The Pentagon's $1.5 trillion figure purports to cover the time period from September 11, 2001, until March 31, 2018. While this may seem like a large sum of money, it's only about twice the 2017 Pentagon budget of $700 billion. About $1.5 trillion might be a reasonable ballpark estimate for war spending in the past few years, but to suggest it as the gross cost of 17 years of bombings; costs per hour to fly military aircraft; supplies for personnel overseas; costs of lost, damaged and stolen equipment; soldier pay; and more is almost an offense to reason.
Literally 10 years ago, in 2008, Harvard's Linda Blimes and Columbia University's Joseph Stiglitz found that the cost of the Iraq and Afghan conflicts alone totaled $3 trillion. And now the Pentagon would have credulous news outlets like CNBC believe that 17 years of endless wars in the Middle East and South Asia have run a tab of a mere $1.5 trillion.

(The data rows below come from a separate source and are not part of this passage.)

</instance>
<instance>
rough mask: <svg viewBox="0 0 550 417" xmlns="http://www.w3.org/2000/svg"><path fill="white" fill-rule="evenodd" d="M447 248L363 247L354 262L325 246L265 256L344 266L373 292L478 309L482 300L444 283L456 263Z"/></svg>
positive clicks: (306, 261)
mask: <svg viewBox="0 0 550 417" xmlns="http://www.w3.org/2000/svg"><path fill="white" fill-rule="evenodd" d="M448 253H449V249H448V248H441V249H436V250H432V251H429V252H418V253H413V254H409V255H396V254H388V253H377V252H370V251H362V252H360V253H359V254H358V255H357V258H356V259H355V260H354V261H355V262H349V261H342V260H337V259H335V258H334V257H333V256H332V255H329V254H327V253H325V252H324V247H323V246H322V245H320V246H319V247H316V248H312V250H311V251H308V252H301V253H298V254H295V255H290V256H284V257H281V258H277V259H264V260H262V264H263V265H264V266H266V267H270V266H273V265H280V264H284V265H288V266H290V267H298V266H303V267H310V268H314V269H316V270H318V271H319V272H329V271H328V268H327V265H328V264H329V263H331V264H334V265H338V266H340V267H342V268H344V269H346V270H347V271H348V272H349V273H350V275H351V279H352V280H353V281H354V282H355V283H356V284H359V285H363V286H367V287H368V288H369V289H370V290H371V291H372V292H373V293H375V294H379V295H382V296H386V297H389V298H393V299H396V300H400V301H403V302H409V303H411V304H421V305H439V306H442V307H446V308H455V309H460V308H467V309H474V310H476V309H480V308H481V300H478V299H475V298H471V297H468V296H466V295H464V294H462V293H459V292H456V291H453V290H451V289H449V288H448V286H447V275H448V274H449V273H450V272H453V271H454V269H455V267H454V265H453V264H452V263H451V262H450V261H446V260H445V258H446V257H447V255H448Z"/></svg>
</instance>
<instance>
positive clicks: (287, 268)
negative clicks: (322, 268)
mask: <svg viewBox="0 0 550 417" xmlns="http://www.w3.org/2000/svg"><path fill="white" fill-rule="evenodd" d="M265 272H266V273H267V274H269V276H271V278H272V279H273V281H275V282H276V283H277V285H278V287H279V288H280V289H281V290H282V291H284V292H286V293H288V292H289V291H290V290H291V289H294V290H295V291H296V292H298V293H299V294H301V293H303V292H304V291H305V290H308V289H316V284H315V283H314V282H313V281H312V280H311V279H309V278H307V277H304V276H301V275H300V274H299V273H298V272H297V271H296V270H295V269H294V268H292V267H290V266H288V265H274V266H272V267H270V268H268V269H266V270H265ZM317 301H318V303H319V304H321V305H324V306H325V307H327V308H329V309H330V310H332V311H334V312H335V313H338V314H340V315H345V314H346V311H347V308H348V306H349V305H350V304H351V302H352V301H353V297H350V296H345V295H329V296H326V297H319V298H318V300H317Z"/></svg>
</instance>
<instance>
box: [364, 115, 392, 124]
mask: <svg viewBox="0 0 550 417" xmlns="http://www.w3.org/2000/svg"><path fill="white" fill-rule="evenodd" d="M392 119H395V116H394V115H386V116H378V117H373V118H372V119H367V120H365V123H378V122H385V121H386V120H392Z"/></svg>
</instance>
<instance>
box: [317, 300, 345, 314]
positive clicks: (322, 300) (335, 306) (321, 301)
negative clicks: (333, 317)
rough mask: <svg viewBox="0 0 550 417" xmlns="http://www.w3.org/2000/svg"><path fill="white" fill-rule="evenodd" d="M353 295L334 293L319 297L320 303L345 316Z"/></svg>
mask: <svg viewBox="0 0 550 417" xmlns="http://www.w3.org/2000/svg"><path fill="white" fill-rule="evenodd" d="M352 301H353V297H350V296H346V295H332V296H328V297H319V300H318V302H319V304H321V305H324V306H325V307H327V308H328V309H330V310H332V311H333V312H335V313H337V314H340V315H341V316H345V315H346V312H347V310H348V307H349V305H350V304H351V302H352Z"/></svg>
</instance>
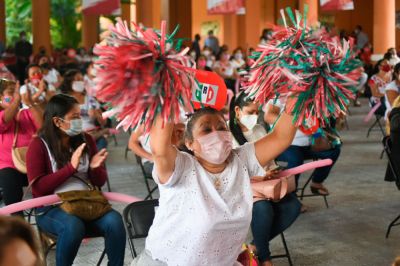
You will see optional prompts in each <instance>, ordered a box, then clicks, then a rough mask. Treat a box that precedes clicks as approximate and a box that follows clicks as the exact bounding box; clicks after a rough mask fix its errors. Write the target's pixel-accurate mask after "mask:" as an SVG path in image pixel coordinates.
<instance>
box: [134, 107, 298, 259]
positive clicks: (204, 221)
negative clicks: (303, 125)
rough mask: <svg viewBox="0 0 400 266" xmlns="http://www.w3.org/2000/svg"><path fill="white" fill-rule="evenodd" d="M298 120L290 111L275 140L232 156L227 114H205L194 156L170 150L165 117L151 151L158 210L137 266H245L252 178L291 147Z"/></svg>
mask: <svg viewBox="0 0 400 266" xmlns="http://www.w3.org/2000/svg"><path fill="white" fill-rule="evenodd" d="M290 102H291V103H292V104H294V100H290ZM292 118H293V117H292V116H291V115H288V114H286V113H285V112H284V113H283V114H282V115H281V117H280V119H279V121H278V122H277V124H276V126H275V129H274V131H273V132H272V133H270V134H269V135H267V136H265V137H263V138H261V139H260V140H258V141H256V142H255V143H247V144H245V145H243V146H241V147H239V148H237V149H233V150H232V136H231V133H230V132H229V130H228V128H227V125H226V123H225V120H224V117H223V115H222V114H220V113H219V112H218V111H216V110H214V109H211V108H204V109H201V110H199V111H197V112H195V113H194V114H193V115H192V116H191V118H190V120H189V121H188V124H187V127H186V132H185V144H186V146H187V148H188V149H189V150H190V151H191V152H192V154H193V155H191V154H189V153H185V152H180V151H178V150H177V149H176V148H175V147H174V146H173V145H172V144H171V134H172V132H173V125H172V124H171V123H163V121H162V120H161V119H160V117H158V118H157V121H156V123H155V124H154V125H153V127H152V129H151V133H150V145H151V150H152V154H153V159H154V169H153V177H154V180H155V181H156V182H157V183H158V184H159V190H160V199H159V208H158V209H157V211H156V215H155V218H154V221H153V225H152V227H151V228H150V231H149V235H148V237H147V240H146V248H145V250H144V251H143V252H142V254H140V256H139V257H138V258H136V259H135V261H134V262H133V265H138V266H142V265H143V266H152V265H182V266H183V265H185V266H186V265H191V266H196V265H224V266H225V265H226V266H231V265H238V264H237V262H236V258H237V256H238V254H239V253H240V250H241V245H242V243H243V242H244V241H245V239H246V235H247V232H248V229H249V226H250V222H251V216H252V205H253V200H252V192H251V187H250V177H252V176H264V175H265V171H264V169H263V166H264V165H266V164H267V163H268V162H269V161H271V160H273V159H274V158H275V157H276V156H278V155H279V154H280V153H281V152H283V151H284V150H285V149H286V148H287V147H288V146H289V145H290V143H291V142H292V139H293V137H294V134H295V132H296V128H295V126H294V125H293V124H292ZM239 265H240V264H239Z"/></svg>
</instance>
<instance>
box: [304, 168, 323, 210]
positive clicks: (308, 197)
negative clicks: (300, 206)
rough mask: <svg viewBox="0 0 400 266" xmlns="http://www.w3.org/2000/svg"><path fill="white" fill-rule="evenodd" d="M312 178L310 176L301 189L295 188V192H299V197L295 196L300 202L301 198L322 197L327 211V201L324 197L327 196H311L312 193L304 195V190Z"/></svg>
mask: <svg viewBox="0 0 400 266" xmlns="http://www.w3.org/2000/svg"><path fill="white" fill-rule="evenodd" d="M312 178H313V175H312V174H311V175H310V177H309V178H308V179H307V181H306V183H305V184H304V185H303V186H302V187H300V188H297V192H299V191H300V196H299V195H297V196H298V197H299V198H300V200H301V201H303V198H311V197H323V198H324V202H325V206H326V208H327V209H328V208H329V204H328V199H327V198H326V197H327V196H329V195H320V194H313V193H311V194H305V190H306V188H307V186H308V184H310V182H311V180H312Z"/></svg>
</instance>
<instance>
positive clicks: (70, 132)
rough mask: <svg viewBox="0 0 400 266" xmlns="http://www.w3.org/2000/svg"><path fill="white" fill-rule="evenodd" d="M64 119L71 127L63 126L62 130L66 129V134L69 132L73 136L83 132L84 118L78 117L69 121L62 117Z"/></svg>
mask: <svg viewBox="0 0 400 266" xmlns="http://www.w3.org/2000/svg"><path fill="white" fill-rule="evenodd" d="M62 120H63V121H65V122H67V123H69V129H62V128H61V130H62V131H64V132H65V134H67V135H68V136H70V137H73V136H77V135H79V134H81V133H82V131H83V125H82V124H83V122H82V119H80V118H78V119H72V120H69V121H68V120H64V119H62Z"/></svg>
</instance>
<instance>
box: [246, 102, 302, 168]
mask: <svg viewBox="0 0 400 266" xmlns="http://www.w3.org/2000/svg"><path fill="white" fill-rule="evenodd" d="M295 101H296V100H295V98H292V99H288V101H287V104H294V103H295ZM296 130H297V128H296V126H294V125H293V116H291V115H289V114H287V113H286V112H285V111H284V112H282V114H281V115H280V117H279V119H278V121H277V122H276V124H275V127H274V129H273V131H272V132H271V133H270V134H268V135H266V136H265V137H263V138H262V139H260V140H258V141H256V143H255V144H254V146H255V150H256V157H257V159H258V161H259V163H260V164H261V165H262V166H265V165H266V164H267V163H268V162H269V161H271V160H274V159H275V158H276V157H278V156H279V155H280V154H281V153H282V152H284V151H285V150H286V149H287V147H289V146H290V144H291V143H292V141H293V138H294V135H295V134H296Z"/></svg>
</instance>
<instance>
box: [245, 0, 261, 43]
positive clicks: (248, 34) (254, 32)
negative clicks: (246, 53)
mask: <svg viewBox="0 0 400 266" xmlns="http://www.w3.org/2000/svg"><path fill="white" fill-rule="evenodd" d="M261 8H262V2H261V0H252V1H246V15H245V16H244V23H245V26H244V30H245V32H244V37H245V39H244V40H243V41H244V43H243V41H242V45H243V44H244V45H243V46H242V47H243V48H244V49H248V48H249V47H253V48H257V45H258V43H259V42H260V36H261V32H262V28H261V25H262V20H261V16H262V11H261Z"/></svg>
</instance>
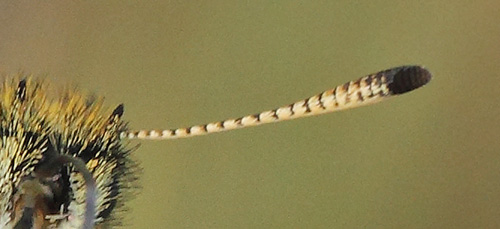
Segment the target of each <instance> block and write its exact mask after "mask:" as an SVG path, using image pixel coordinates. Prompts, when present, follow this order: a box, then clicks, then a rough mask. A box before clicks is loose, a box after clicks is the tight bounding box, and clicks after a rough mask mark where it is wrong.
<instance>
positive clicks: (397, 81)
mask: <svg viewBox="0 0 500 229" xmlns="http://www.w3.org/2000/svg"><path fill="white" fill-rule="evenodd" d="M386 77H387V79H388V87H389V90H390V91H391V92H392V94H395V95H398V94H403V93H406V92H409V91H412V90H415V89H417V88H419V87H422V86H424V85H425V84H427V83H428V82H429V81H430V80H431V78H432V75H431V73H430V72H429V71H428V70H427V69H425V68H423V67H420V66H403V67H399V68H394V69H392V70H389V71H387V72H386Z"/></svg>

The "Costs of War" study by Brown University's Watson Institute for International and Public Affairs estimates that from 2001 to 2017, Congress appropriated $4.35 trillion for war and war-related expenses. Moving through fiscal year 2018, that figure surged to $4.6 trillion. Both figures, as Brown's report authors note, do not take into account future expenses for medical and disability coverage for veterans of the Global War on Terror, which the study forecasts will cost $1 trillion.

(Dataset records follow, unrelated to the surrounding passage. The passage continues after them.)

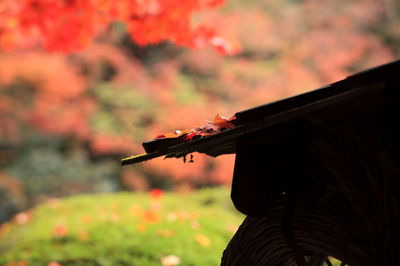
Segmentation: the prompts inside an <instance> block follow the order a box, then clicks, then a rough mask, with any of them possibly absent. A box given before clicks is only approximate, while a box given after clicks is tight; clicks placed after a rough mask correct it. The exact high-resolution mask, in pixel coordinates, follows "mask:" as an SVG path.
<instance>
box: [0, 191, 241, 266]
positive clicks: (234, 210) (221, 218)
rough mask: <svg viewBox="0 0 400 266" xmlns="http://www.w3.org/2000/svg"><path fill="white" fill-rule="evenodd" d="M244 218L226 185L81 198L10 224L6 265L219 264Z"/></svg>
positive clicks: (2, 245) (53, 205)
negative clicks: (55, 263)
mask: <svg viewBox="0 0 400 266" xmlns="http://www.w3.org/2000/svg"><path fill="white" fill-rule="evenodd" d="M243 218H244V217H243V216H242V215H240V214H238V213H237V211H235V210H234V208H233V206H232V205H231V203H230V198H229V192H228V190H227V189H222V188H219V189H205V190H200V191H198V192H193V193H187V194H172V193H165V194H164V195H163V196H162V197H161V198H160V199H156V198H152V197H151V196H150V194H149V193H118V194H98V195H81V196H74V197H71V198H66V199H62V200H54V201H50V202H47V203H45V204H42V205H40V206H38V207H37V208H35V209H34V210H32V211H30V212H26V213H23V214H20V215H19V216H17V217H16V218H15V219H14V220H13V221H12V222H10V223H7V224H4V225H3V226H2V227H1V228H0V265H7V264H8V265H49V263H51V262H56V263H58V265H104V266H105V265H110V266H111V265H139V266H148V265H149V266H151V265H162V263H161V260H162V258H163V257H166V256H169V255H174V256H177V257H178V258H179V259H180V264H179V265H201V266H204V265H219V262H220V258H221V254H222V252H223V249H224V248H225V247H226V245H227V243H228V241H229V239H230V238H231V237H232V236H233V233H234V231H235V228H237V226H238V225H240V223H241V221H242V220H243ZM17 262H18V263H19V264H16V263H17ZM53 265H57V264H54V263H53Z"/></svg>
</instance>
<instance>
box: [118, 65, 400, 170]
mask: <svg viewBox="0 0 400 266" xmlns="http://www.w3.org/2000/svg"><path fill="white" fill-rule="evenodd" d="M396 70H397V72H396ZM399 70H400V61H394V62H392V63H389V64H386V65H383V66H380V67H376V68H373V69H368V70H365V71H363V72H360V73H357V74H354V75H352V76H349V77H347V78H346V79H344V80H341V81H338V82H335V83H332V84H330V85H327V86H324V87H322V88H320V89H317V90H314V91H311V92H307V93H304V94H300V95H297V96H293V97H290V98H286V99H282V100H280V101H277V102H274V103H270V104H265V105H261V106H258V107H255V108H252V109H248V110H245V111H241V112H238V113H237V114H236V115H237V117H238V120H239V121H238V126H237V127H235V128H233V129H228V130H226V131H223V132H221V133H218V134H215V135H212V136H206V137H202V138H200V139H195V140H193V141H191V142H183V143H180V144H177V145H172V146H170V147H163V150H160V151H155V152H151V153H148V154H141V155H136V156H131V157H128V158H125V159H123V160H122V161H121V165H127V164H133V163H139V162H143V161H147V160H150V159H153V158H156V157H161V156H166V158H170V157H176V158H180V157H183V156H185V155H186V154H190V153H192V152H200V153H205V154H208V155H211V156H214V157H216V156H219V155H221V154H225V153H232V149H234V148H232V147H231V146H232V145H234V142H235V140H236V139H237V138H238V137H240V136H243V135H246V134H249V133H251V132H254V131H257V130H259V129H262V128H266V127H269V126H271V125H274V124H278V123H281V122H283V121H287V120H289V119H292V118H295V117H297V116H301V115H303V114H306V113H308V112H311V111H314V110H317V109H319V108H323V107H326V106H329V105H334V104H337V103H340V102H341V101H344V100H346V99H351V98H354V97H358V96H360V95H363V94H365V93H369V92H371V91H375V90H379V89H381V88H382V87H384V86H385V77H386V78H388V77H390V78H397V76H398V75H399V74H400V71H399ZM371 83H372V84H371ZM296 101H297V102H296ZM246 113H247V114H246ZM244 114H245V115H244ZM250 114H253V115H254V116H255V117H251V116H250V118H251V119H250V118H249V117H246V115H247V116H249V115H250ZM160 141H162V140H160ZM218 145H219V146H221V148H220V150H218Z"/></svg>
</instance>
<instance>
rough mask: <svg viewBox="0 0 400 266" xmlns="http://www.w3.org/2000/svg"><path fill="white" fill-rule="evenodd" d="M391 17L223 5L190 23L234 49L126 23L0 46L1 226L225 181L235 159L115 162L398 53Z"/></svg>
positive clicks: (350, 8)
mask: <svg viewBox="0 0 400 266" xmlns="http://www.w3.org/2000/svg"><path fill="white" fill-rule="evenodd" d="M0 7H1V5H0ZM1 12H2V11H1V8H0V13H1ZM399 14H400V4H399V3H398V2H397V1H394V0H355V1H346V0H337V1H335V2H332V1H326V0H322V1H321V0H318V1H317V0H305V1H298V0H279V1H278V0H265V1H252V2H249V1H245V0H227V1H226V3H225V5H224V6H223V7H222V8H219V9H207V10H202V11H201V12H200V13H197V14H196V15H195V16H194V17H193V20H195V21H197V20H201V21H202V22H203V23H205V24H207V25H208V26H210V27H211V28H214V29H216V30H217V31H218V32H219V34H220V35H221V36H222V37H223V38H225V39H227V40H230V41H231V43H233V44H234V45H235V46H236V47H239V46H240V51H239V50H237V51H236V53H235V54H233V55H226V56H224V55H221V53H218V51H216V50H215V49H214V48H212V47H209V48H207V47H202V48H201V49H190V48H185V47H181V46H179V45H176V44H173V43H171V42H161V43H157V44H151V45H147V46H140V45H138V44H137V43H138V42H137V41H136V42H135V41H132V38H130V35H129V32H128V30H129V29H128V30H127V28H126V26H125V25H124V24H123V23H121V22H118V23H112V24H111V25H110V26H109V28H108V30H107V32H105V33H104V34H102V35H101V36H100V37H98V38H96V39H95V41H94V42H93V43H91V44H90V45H86V46H85V47H83V48H82V49H80V50H79V51H76V52H72V53H71V52H69V53H63V52H54V51H48V50H46V49H41V48H35V49H33V48H29V49H28V48H23V49H13V50H9V51H7V50H6V49H3V51H0V223H2V222H6V221H8V220H10V219H11V217H14V215H15V214H17V213H19V212H21V211H23V210H27V209H29V208H32V207H34V206H36V205H37V204H38V203H41V202H48V201H49V200H51V199H54V198H59V197H65V196H70V195H75V194H82V193H85V194H87V193H100V192H118V191H123V190H128V191H149V190H150V189H152V188H161V189H163V190H168V191H186V192H187V191H193V190H195V189H198V188H202V187H209V186H219V185H229V184H230V182H231V177H232V172H233V163H234V156H233V155H226V156H221V157H219V158H209V157H206V156H203V155H201V154H195V156H194V163H186V164H183V162H182V161H181V160H175V159H169V160H163V158H160V159H155V160H152V161H150V162H146V163H143V164H139V165H136V166H129V167H124V168H121V167H120V165H119V164H120V159H121V158H123V157H125V156H129V155H133V154H139V153H143V150H142V147H141V143H142V142H144V141H148V140H151V139H154V138H155V137H156V136H157V135H159V134H161V133H165V132H173V131H175V130H177V129H180V130H182V129H189V128H194V127H197V126H201V125H203V124H204V123H205V121H206V120H212V119H213V117H214V116H215V115H216V114H217V113H219V114H220V115H225V116H230V115H232V114H234V113H235V112H237V111H240V110H242V109H245V108H250V107H253V106H256V105H259V104H264V103H268V102H271V101H275V100H278V99H281V98H284V97H288V96H291V95H296V94H299V93H302V92H305V91H308V90H312V89H316V88H318V87H321V86H323V85H326V84H328V83H331V82H334V81H337V80H339V79H342V78H344V77H346V76H347V75H349V74H351V73H354V72H357V71H360V70H363V69H366V68H369V67H373V66H376V65H379V64H382V63H386V62H389V61H391V60H394V59H396V58H398V57H399V55H400V15H399ZM0 30H1V29H0Z"/></svg>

So what's included in Brown's study that is absent from the DoD report?
For one, Brown's study includes spending on the Department of Homeland Security. DHS was set up under then-President George W. Bush's administration in November 2002 as part of the Homeland Security Act. Brown's report states that spending on DHS for "prevention and response to terrorism" adds up to about $783 billion since the inception of the department.